Divorce is an unpleasant process more awful when separating couples cannot reach agreement, engage in litigation. Suddenly the love of your life becomes opponent and contributions to marriage is pored over by lawyers and potentially judges. Divorce can become gendered family lawyers will be acutely aware of the unfortunate tendency to refer to the ‘breadwinning husband’ homemaking wife’ This does not reflect the reality of many modern marriages but often it is the wife who undertakes most childcare and domestic duties, while the husband has created most of the wealth for the family. Most people think of the actual divorce as the most stressful element but is resolved fairly swiftly. For most married couples this reflects the basic principle of their union: you are a team, you share responsibilities and funds, and make joint decisions. So what happens if not on the same side? It was a question posed by most cases.
Millionaire businessman Mr Work was ordered to pay his wife half his £140m fortune in 2015, but fought the court’s decision, saying his wife ‘stayed home’ during 2 decades long marriage, during which she raised their two children. He argued he made all the family’s money and claimed to posses quality of genius enabled him to do this without support of his wife. Court of Appeal disagreed so dismissed Mr Work’s appeal. He must pay half of his fortune to ex wife, after judge accepts she is a ‘good homemaker and good mother,’ adding it was down to her willingness to move to Japan the husband was able to amass his wealth.
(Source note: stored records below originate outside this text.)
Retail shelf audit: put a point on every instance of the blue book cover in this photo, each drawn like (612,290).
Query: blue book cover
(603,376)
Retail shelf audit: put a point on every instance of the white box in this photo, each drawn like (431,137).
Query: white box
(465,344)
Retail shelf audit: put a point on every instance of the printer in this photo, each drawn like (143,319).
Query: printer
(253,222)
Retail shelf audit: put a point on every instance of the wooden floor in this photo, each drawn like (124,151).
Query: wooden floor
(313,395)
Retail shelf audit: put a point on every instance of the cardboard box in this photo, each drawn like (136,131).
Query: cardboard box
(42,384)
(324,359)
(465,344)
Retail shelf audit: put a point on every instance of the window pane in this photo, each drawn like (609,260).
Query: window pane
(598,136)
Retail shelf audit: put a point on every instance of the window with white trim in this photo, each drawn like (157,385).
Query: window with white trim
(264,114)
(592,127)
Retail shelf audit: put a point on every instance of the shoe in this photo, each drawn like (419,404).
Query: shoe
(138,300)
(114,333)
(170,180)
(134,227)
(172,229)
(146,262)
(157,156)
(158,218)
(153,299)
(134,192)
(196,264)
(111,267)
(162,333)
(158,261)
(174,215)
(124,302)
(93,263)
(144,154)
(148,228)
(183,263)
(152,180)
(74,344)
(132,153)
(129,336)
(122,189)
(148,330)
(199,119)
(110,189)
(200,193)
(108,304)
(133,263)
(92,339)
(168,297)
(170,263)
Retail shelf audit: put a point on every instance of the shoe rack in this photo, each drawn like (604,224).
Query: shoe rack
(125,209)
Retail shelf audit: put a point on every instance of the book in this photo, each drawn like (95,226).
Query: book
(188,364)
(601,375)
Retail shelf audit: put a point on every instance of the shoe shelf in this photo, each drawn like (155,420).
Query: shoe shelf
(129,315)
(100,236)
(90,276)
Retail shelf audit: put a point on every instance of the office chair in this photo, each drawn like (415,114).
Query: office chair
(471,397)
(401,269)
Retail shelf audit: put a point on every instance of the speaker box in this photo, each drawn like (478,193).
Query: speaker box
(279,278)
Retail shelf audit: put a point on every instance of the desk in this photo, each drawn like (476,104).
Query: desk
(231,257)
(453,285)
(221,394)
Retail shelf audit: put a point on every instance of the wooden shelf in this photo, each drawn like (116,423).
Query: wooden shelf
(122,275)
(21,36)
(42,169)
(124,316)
The important decision for stay-at-home mothers raises questions of how judges should consider the spouses’ respective contributions in ‘big money’ divorce cases. Most people think actual divorce most stressful element but is usually resolved fairly swiftly. Majority of the arguments centre around division of assets or some technicalities or division of everything couple collectively own and earned during marriage. England and Wales is known to be one of the most generous jurisdictions there is. London is the divorce capital of world for fairness is central to process and in cases each party’s financial needs are met by the assets available, the starting point for division is 50:50. The Court has wide discretion when making financial orders and considers a range of factors. One factor is the contribution that both the husband and wife made. Thanks to new verdict, it is now settled law there should be no discrimination between breadwinner and homemaker. Staying at home, cooking, cleaning, reading to children is as important as working 12 hours a day on trading floor earning £1m a year. Mothers feel they make special contribution of ‘exceptional quality’ every day. Over the years various arguments used by mostly wealthy husbands to convince courts is award to their spouse to be less than 50 per cent. The favourite known as special contribution involves arguing financial input to marriage was significant award should be increased in their favour. To be successful need to amass significant wealth and show they used ‘exceptional quality’ or ‘genius’ to achieve this.
5 things about divorce Ayesha Vardag
1. It takes longer and be more harrowing than you think.
If everything can be agreed then it is possible for a case to be resolved in a few weeks but more likely exchanging disclosure, attending court hammering out a settlement will take around a year, and often more, and it can really wear you down. It is a marathon endeavour so important to keep your spirits up.
2. Ending marriage and finance issues are completely separate.
The reasons for the marriage ending will almost never affect the financial outcome and the court will not punish a spouse for marital indiscretions.
3. Courts less glamorous than you imagine.
Most English courts mahogany-panelled Victorian masterpieces, but most poorly maintained post-war monstrosities with hot, airless waiting rooms and windows that do not open, where you wait for hours on end, the tension is unbearable. Arbitration or a private family dispute resolution offers chance to move case to salubrious surroundings to settle it.
4. Nothing is “off the record”.
You are required to be fully frank about finances so lawyers are not allowed to help hide assets or lie to partner. To courts, honesty really is the best policy.
5. Can be cathartic experience.
Many people assume that divorce is an upsetting business. While it is never easy to bring a marriage to an end, for many the chance to move forward and build a new chapter of their life can be a rejuvenating experience. Usually the clients get happier, stronger and visibly empowered as process goes forward. Above all during the divorce ongoing conflict between parents can affect the children’s mental health, development of social and emotional skills, academic attainment and can impact their ability to form future relationships. It can also damage physical health, lasting through their adult lives into next generation as it starts early. Agreeing to disagree for the sake of the children is very helpful.
Alexandra Hirst is a solicitor specialising in family law at Boodle Hatfield.